-
Laptop ports
I am intending to purchase a used laptop to handle some instruments via bit banging. I see some have either or both parallel/serial ports and could get one without and use PCMCIA. I began reading about this and it seems everything is going through the USB yet looking like the aforementioned ports. This will not work for me as I understand there is a 125 ms time frame involved with USB, which will interfere with my bit banged code.
Can someone assure me there is a way to install true legacy parallel and serial ports in fairly recent laptops?
-
depends what you mean by "recent." The ibm thinkpad t23 has both ports,
as does the a31p. Perhaps you should spell out your CPU/memory/drive
requirements: are you planning to use a "desktop environment"?
-
Notice I said intending to buy hence cannot specify hardware. Not for desktop enviro as I have 3 of those available to me. Just looking at the used market for something 3-4 yr old. The USB is becoming not the port of choice but port of provision. One can access printer via cable adapter (& drivers) to have USB-to-Parallel port but this will not allow for me to access the port for microsecond timing due to what I am told is a 125ms frame buffer in the USB.

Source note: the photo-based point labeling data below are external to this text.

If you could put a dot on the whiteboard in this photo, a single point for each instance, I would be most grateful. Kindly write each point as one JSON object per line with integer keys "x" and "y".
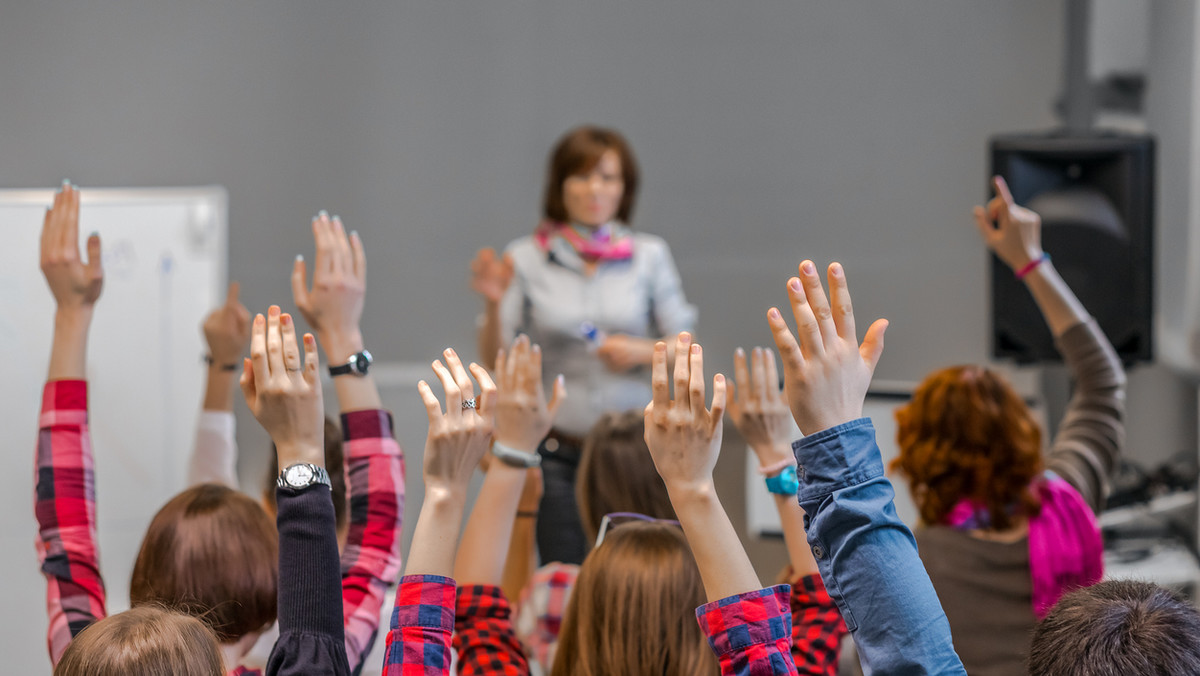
{"x": 165, "y": 253}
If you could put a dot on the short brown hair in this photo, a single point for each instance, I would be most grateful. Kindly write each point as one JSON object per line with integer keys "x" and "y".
{"x": 1117, "y": 627}
{"x": 211, "y": 552}
{"x": 143, "y": 641}
{"x": 577, "y": 153}
{"x": 633, "y": 610}
{"x": 967, "y": 435}
{"x": 617, "y": 473}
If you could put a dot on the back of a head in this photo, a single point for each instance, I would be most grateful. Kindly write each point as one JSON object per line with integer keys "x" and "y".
{"x": 633, "y": 610}
{"x": 1119, "y": 627}
{"x": 143, "y": 641}
{"x": 617, "y": 473}
{"x": 211, "y": 552}
{"x": 967, "y": 435}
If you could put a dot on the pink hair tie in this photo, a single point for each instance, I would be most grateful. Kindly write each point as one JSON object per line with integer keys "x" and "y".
{"x": 1029, "y": 267}
{"x": 777, "y": 467}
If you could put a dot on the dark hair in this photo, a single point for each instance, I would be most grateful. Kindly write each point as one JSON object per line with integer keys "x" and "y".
{"x": 211, "y": 552}
{"x": 579, "y": 151}
{"x": 143, "y": 641}
{"x": 335, "y": 464}
{"x": 1116, "y": 628}
{"x": 617, "y": 473}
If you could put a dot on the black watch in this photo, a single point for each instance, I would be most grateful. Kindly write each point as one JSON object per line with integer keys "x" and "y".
{"x": 358, "y": 364}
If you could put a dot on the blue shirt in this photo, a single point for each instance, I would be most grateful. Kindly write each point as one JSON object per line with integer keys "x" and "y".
{"x": 868, "y": 557}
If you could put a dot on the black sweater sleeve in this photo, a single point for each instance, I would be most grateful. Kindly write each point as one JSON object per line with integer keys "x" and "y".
{"x": 312, "y": 639}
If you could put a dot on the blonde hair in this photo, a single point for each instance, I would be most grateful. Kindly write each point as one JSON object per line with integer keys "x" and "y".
{"x": 144, "y": 641}
{"x": 633, "y": 609}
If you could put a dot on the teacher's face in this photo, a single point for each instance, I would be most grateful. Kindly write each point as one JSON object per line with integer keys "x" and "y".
{"x": 593, "y": 197}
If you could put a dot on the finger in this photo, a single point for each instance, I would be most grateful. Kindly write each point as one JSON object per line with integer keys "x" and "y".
{"x": 486, "y": 402}
{"x": 808, "y": 333}
{"x": 300, "y": 280}
{"x": 741, "y": 376}
{"x": 819, "y": 303}
{"x": 873, "y": 344}
{"x": 660, "y": 386}
{"x": 454, "y": 396}
{"x": 311, "y": 362}
{"x": 789, "y": 350}
{"x": 291, "y": 347}
{"x": 360, "y": 256}
{"x": 841, "y": 306}
{"x": 432, "y": 406}
{"x": 683, "y": 347}
{"x": 258, "y": 352}
{"x": 696, "y": 381}
{"x": 460, "y": 374}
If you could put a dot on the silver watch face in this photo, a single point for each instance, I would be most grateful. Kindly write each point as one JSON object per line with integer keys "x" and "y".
{"x": 298, "y": 476}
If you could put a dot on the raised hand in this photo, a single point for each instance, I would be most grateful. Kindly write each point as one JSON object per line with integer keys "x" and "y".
{"x": 684, "y": 436}
{"x": 75, "y": 282}
{"x": 759, "y": 408}
{"x": 523, "y": 417}
{"x": 491, "y": 274}
{"x": 334, "y": 304}
{"x": 826, "y": 374}
{"x": 282, "y": 393}
{"x": 461, "y": 435}
{"x": 1012, "y": 232}
{"x": 227, "y": 329}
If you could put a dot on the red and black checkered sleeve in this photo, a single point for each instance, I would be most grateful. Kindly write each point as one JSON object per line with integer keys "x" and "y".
{"x": 817, "y": 628}
{"x": 484, "y": 636}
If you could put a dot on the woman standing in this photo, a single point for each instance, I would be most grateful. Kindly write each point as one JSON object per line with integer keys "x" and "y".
{"x": 595, "y": 295}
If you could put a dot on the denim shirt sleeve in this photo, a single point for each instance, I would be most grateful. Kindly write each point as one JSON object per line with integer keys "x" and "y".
{"x": 868, "y": 557}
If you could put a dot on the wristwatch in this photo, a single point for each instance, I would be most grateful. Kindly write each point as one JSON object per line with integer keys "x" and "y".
{"x": 358, "y": 364}
{"x": 301, "y": 476}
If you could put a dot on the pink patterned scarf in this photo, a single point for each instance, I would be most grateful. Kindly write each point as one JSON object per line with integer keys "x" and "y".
{"x": 1066, "y": 550}
{"x": 606, "y": 243}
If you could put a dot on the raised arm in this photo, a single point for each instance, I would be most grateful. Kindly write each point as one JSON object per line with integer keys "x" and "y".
{"x": 65, "y": 486}
{"x": 215, "y": 454}
{"x": 333, "y": 306}
{"x": 867, "y": 556}
{"x": 423, "y": 621}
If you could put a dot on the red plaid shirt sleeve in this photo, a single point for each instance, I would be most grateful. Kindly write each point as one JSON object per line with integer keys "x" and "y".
{"x": 817, "y": 628}
{"x": 371, "y": 557}
{"x": 65, "y": 504}
{"x": 484, "y": 635}
{"x": 421, "y": 623}
{"x": 750, "y": 633}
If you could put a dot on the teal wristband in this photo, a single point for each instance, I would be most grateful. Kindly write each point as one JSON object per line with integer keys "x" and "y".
{"x": 785, "y": 483}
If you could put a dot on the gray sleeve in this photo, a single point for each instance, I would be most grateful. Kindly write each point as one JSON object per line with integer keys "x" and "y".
{"x": 1091, "y": 435}
{"x": 670, "y": 309}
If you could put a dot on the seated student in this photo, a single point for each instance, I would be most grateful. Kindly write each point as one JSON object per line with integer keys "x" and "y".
{"x": 1005, "y": 531}
{"x": 369, "y": 534}
{"x": 1117, "y": 627}
{"x": 143, "y": 641}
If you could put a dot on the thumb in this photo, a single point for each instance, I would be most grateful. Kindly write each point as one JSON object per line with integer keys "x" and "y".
{"x": 873, "y": 344}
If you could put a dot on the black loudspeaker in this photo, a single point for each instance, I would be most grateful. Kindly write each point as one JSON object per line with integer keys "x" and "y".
{"x": 1096, "y": 197}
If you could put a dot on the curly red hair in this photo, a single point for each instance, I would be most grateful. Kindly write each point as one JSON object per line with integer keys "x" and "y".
{"x": 967, "y": 435}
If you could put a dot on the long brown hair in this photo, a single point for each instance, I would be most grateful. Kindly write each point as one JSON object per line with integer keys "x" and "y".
{"x": 633, "y": 609}
{"x": 210, "y": 552}
{"x": 143, "y": 641}
{"x": 617, "y": 472}
{"x": 967, "y": 435}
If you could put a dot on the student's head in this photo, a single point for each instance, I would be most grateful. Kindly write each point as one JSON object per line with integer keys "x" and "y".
{"x": 967, "y": 435}
{"x": 211, "y": 552}
{"x": 143, "y": 641}
{"x": 335, "y": 464}
{"x": 592, "y": 178}
{"x": 1116, "y": 628}
{"x": 633, "y": 608}
{"x": 617, "y": 473}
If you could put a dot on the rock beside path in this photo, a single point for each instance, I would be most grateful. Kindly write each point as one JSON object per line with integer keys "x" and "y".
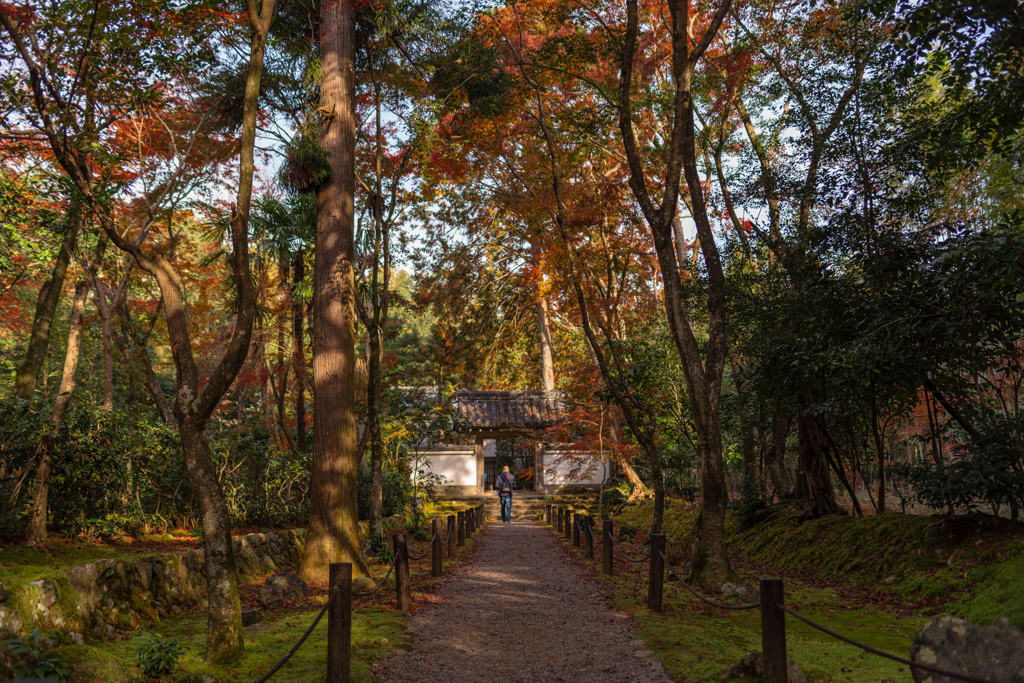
{"x": 752, "y": 665}
{"x": 520, "y": 610}
{"x": 282, "y": 587}
{"x": 988, "y": 652}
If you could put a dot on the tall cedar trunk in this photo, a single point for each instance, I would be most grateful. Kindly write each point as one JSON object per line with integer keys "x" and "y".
{"x": 374, "y": 425}
{"x": 36, "y": 534}
{"x": 298, "y": 353}
{"x": 49, "y": 296}
{"x": 102, "y": 305}
{"x": 333, "y": 531}
{"x": 194, "y": 404}
{"x": 547, "y": 358}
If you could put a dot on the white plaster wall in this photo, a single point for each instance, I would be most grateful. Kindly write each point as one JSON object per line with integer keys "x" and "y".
{"x": 458, "y": 468}
{"x": 557, "y": 471}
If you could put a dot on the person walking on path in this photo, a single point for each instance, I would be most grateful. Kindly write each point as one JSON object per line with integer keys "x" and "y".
{"x": 504, "y": 484}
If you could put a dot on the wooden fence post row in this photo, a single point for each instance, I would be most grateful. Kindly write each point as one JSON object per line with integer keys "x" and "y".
{"x": 588, "y": 539}
{"x": 773, "y": 632}
{"x": 436, "y": 551}
{"x": 656, "y": 572}
{"x": 606, "y": 548}
{"x": 401, "y": 586}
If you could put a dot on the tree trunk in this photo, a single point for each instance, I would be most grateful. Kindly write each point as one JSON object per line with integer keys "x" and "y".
{"x": 880, "y": 446}
{"x": 547, "y": 357}
{"x": 225, "y": 638}
{"x": 374, "y": 426}
{"x": 49, "y": 296}
{"x": 745, "y": 424}
{"x": 298, "y": 353}
{"x": 152, "y": 382}
{"x": 333, "y": 531}
{"x": 102, "y": 305}
{"x": 36, "y": 534}
{"x": 817, "y": 480}
{"x": 775, "y": 456}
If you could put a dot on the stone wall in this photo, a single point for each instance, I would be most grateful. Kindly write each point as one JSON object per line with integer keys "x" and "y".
{"x": 99, "y": 598}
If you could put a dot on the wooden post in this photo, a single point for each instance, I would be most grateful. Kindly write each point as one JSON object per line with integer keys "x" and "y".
{"x": 437, "y": 552}
{"x": 773, "y": 632}
{"x": 339, "y": 623}
{"x": 401, "y": 572}
{"x": 656, "y": 572}
{"x": 606, "y": 548}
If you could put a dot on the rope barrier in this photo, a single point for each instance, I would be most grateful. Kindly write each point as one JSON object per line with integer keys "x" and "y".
{"x": 378, "y": 587}
{"x": 627, "y": 557}
{"x": 297, "y": 645}
{"x": 882, "y": 653}
{"x": 721, "y": 605}
{"x": 426, "y": 552}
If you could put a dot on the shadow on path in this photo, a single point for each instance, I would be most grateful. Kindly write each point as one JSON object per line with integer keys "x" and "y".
{"x": 519, "y": 610}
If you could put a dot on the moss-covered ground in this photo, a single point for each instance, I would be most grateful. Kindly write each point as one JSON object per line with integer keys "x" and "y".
{"x": 836, "y": 571}
{"x": 377, "y": 629}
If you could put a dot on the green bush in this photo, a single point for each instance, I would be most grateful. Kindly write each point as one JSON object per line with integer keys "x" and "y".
{"x": 396, "y": 493}
{"x": 27, "y": 654}
{"x": 158, "y": 656}
{"x": 116, "y": 473}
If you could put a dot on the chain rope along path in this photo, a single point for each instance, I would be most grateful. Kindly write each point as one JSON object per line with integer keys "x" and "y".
{"x": 519, "y": 592}
{"x": 826, "y": 631}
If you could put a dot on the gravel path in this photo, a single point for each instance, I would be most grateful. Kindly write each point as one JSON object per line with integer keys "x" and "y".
{"x": 520, "y": 610}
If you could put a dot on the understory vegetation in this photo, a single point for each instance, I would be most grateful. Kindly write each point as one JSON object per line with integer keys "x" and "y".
{"x": 875, "y": 580}
{"x": 754, "y": 266}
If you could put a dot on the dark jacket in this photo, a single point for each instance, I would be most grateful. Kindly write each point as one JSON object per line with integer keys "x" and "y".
{"x": 503, "y": 477}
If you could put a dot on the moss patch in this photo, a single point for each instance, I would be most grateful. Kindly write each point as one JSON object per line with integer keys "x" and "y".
{"x": 87, "y": 664}
{"x": 876, "y": 580}
{"x": 913, "y": 563}
{"x": 376, "y": 632}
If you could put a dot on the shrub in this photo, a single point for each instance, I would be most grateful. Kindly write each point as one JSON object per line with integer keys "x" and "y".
{"x": 28, "y": 652}
{"x": 381, "y": 548}
{"x": 396, "y": 493}
{"x": 158, "y": 656}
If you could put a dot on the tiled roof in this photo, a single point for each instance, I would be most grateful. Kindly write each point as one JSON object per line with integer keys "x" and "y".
{"x": 510, "y": 410}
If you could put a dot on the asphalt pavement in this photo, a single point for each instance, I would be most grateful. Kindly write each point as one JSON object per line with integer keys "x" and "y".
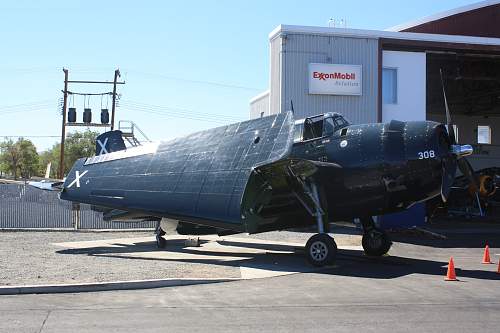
{"x": 401, "y": 292}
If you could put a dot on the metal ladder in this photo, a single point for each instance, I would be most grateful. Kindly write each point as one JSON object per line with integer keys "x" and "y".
{"x": 132, "y": 133}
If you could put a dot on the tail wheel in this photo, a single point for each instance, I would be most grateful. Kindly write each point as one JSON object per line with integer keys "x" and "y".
{"x": 161, "y": 242}
{"x": 376, "y": 243}
{"x": 321, "y": 250}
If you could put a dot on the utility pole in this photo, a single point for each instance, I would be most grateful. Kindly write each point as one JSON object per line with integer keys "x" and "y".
{"x": 113, "y": 106}
{"x": 66, "y": 92}
{"x": 63, "y": 132}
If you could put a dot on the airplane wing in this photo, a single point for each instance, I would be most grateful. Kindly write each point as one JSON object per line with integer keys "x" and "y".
{"x": 199, "y": 178}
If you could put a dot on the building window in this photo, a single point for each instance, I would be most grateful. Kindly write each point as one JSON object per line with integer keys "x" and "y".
{"x": 390, "y": 85}
{"x": 484, "y": 135}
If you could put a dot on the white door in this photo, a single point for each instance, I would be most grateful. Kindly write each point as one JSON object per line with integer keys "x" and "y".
{"x": 403, "y": 86}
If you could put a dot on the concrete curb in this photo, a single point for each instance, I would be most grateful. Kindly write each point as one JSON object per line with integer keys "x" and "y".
{"x": 105, "y": 286}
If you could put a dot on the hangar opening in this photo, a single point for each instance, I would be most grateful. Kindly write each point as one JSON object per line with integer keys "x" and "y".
{"x": 472, "y": 84}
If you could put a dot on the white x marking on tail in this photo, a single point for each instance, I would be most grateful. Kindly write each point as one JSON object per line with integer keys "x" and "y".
{"x": 103, "y": 146}
{"x": 77, "y": 179}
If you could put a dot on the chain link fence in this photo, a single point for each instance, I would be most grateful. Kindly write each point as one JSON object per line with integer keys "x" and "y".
{"x": 26, "y": 207}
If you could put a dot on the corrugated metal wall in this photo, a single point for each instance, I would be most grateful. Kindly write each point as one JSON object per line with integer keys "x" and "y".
{"x": 275, "y": 76}
{"x": 25, "y": 207}
{"x": 298, "y": 50}
{"x": 259, "y": 106}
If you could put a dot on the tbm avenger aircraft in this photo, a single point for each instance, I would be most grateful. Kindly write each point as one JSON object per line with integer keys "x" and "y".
{"x": 274, "y": 173}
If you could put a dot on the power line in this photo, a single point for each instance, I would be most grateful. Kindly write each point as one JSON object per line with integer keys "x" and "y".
{"x": 29, "y": 136}
{"x": 27, "y": 105}
{"x": 176, "y": 116}
{"x": 174, "y": 111}
{"x": 212, "y": 83}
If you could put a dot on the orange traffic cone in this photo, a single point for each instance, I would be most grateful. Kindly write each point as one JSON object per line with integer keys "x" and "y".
{"x": 450, "y": 275}
{"x": 486, "y": 256}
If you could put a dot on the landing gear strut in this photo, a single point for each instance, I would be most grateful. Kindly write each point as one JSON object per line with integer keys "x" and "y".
{"x": 375, "y": 241}
{"x": 161, "y": 243}
{"x": 321, "y": 248}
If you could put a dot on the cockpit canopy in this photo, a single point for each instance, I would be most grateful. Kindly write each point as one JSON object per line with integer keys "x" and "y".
{"x": 318, "y": 126}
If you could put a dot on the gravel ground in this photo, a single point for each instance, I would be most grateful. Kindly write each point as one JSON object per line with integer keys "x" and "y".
{"x": 32, "y": 258}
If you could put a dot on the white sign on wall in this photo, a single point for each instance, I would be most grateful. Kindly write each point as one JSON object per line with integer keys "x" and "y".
{"x": 333, "y": 79}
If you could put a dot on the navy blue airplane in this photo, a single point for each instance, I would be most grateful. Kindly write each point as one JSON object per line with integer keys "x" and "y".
{"x": 274, "y": 173}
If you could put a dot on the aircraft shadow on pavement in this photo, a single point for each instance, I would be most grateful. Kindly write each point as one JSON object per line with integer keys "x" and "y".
{"x": 349, "y": 262}
{"x": 477, "y": 239}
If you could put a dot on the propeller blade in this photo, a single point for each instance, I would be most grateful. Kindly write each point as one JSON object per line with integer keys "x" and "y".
{"x": 468, "y": 172}
{"x": 449, "y": 125}
{"x": 449, "y": 171}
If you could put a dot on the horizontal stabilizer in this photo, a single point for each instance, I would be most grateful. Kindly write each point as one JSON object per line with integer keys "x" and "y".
{"x": 109, "y": 142}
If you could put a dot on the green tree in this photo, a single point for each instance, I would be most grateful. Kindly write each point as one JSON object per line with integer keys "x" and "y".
{"x": 19, "y": 158}
{"x": 28, "y": 158}
{"x": 9, "y": 157}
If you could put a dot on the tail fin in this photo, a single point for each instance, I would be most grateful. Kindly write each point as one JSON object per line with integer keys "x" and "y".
{"x": 47, "y": 171}
{"x": 109, "y": 142}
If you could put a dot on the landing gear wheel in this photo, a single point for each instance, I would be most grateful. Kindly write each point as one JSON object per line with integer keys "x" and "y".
{"x": 376, "y": 243}
{"x": 161, "y": 243}
{"x": 321, "y": 250}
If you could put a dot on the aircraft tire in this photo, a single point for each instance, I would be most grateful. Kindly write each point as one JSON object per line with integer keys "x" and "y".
{"x": 376, "y": 243}
{"x": 321, "y": 250}
{"x": 161, "y": 242}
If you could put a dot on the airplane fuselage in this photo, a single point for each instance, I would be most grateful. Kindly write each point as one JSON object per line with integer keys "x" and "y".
{"x": 384, "y": 167}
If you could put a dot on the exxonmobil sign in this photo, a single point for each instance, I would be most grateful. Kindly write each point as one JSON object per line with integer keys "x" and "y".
{"x": 335, "y": 79}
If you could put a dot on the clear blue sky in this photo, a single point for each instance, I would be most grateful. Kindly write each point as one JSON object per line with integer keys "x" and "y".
{"x": 167, "y": 51}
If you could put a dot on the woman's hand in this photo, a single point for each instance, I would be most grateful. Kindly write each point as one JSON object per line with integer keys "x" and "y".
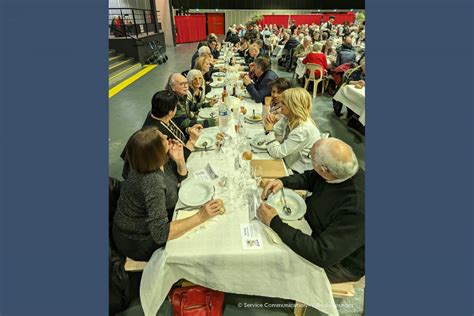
{"x": 176, "y": 152}
{"x": 271, "y": 187}
{"x": 213, "y": 101}
{"x": 246, "y": 80}
{"x": 209, "y": 210}
{"x": 194, "y": 133}
{"x": 266, "y": 213}
{"x": 270, "y": 119}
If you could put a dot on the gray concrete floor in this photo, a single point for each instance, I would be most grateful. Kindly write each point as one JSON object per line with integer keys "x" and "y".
{"x": 127, "y": 111}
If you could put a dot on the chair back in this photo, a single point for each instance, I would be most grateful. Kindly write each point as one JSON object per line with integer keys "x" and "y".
{"x": 312, "y": 69}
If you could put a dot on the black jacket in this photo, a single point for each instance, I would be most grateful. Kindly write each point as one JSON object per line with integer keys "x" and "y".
{"x": 336, "y": 214}
{"x": 261, "y": 88}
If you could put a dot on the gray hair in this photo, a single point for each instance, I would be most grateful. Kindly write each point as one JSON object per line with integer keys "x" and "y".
{"x": 204, "y": 50}
{"x": 317, "y": 47}
{"x": 324, "y": 155}
{"x": 193, "y": 73}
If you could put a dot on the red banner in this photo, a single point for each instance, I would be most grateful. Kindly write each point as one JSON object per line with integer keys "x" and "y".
{"x": 190, "y": 28}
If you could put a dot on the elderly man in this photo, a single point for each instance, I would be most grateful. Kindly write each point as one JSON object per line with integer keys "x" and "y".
{"x": 202, "y": 51}
{"x": 304, "y": 48}
{"x": 185, "y": 116}
{"x": 345, "y": 52}
{"x": 261, "y": 88}
{"x": 335, "y": 211}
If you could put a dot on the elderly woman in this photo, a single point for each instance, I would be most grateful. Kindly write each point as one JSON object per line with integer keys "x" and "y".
{"x": 294, "y": 135}
{"x": 252, "y": 54}
{"x": 316, "y": 57}
{"x": 304, "y": 48}
{"x": 198, "y": 90}
{"x": 278, "y": 86}
{"x": 204, "y": 65}
{"x": 142, "y": 222}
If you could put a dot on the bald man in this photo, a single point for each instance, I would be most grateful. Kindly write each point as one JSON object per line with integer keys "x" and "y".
{"x": 335, "y": 211}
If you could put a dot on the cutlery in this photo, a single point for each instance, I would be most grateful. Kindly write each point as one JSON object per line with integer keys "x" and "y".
{"x": 286, "y": 208}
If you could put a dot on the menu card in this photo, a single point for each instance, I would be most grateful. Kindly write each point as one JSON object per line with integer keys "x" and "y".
{"x": 251, "y": 237}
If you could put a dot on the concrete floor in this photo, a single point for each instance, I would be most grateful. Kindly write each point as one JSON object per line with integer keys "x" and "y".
{"x": 128, "y": 109}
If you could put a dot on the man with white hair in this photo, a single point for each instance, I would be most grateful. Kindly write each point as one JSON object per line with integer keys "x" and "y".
{"x": 205, "y": 51}
{"x": 335, "y": 211}
{"x": 304, "y": 48}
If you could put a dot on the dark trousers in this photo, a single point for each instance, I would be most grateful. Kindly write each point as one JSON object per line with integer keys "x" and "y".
{"x": 139, "y": 250}
{"x": 338, "y": 274}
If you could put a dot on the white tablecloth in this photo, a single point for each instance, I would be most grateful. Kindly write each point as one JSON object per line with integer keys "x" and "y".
{"x": 300, "y": 67}
{"x": 212, "y": 254}
{"x": 354, "y": 99}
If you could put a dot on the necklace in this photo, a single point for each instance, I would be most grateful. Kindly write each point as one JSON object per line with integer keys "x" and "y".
{"x": 173, "y": 129}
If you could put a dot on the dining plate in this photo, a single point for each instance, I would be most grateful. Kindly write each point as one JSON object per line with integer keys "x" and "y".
{"x": 252, "y": 118}
{"x": 207, "y": 113}
{"x": 258, "y": 139}
{"x": 217, "y": 84}
{"x": 214, "y": 93}
{"x": 203, "y": 139}
{"x": 195, "y": 192}
{"x": 294, "y": 201}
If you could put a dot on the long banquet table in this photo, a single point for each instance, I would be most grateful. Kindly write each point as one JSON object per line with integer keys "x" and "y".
{"x": 212, "y": 254}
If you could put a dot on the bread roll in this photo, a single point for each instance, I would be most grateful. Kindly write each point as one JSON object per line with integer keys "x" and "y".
{"x": 222, "y": 208}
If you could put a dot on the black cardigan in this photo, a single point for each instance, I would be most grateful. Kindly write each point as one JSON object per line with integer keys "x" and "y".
{"x": 336, "y": 214}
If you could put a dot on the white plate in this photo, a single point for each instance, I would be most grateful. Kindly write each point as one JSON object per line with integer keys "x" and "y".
{"x": 214, "y": 93}
{"x": 208, "y": 113}
{"x": 259, "y": 138}
{"x": 195, "y": 192}
{"x": 210, "y": 139}
{"x": 295, "y": 202}
{"x": 250, "y": 117}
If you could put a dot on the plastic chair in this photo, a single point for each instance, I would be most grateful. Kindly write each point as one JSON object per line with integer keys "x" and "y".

Thus are all new laptops constrained to use everything thru the USB or can a regular legacy parallel port be added to these puppies without a USB in the middle???
-
That would be very difficult since you would have to alter the motherboard. I wouldn't even think of doing it without a logic analyzer and oscilloscope. Even then, with multi-layer motherboards it may turn out to be impossible to splice into the traces you will need to. At the very least, this would be a long-term project.
-
If the laptop you get doesn't have serial/parallel ports (a lot still do have them, such as the Dell Latitude series), then your best bet is a PCMCIA card with them.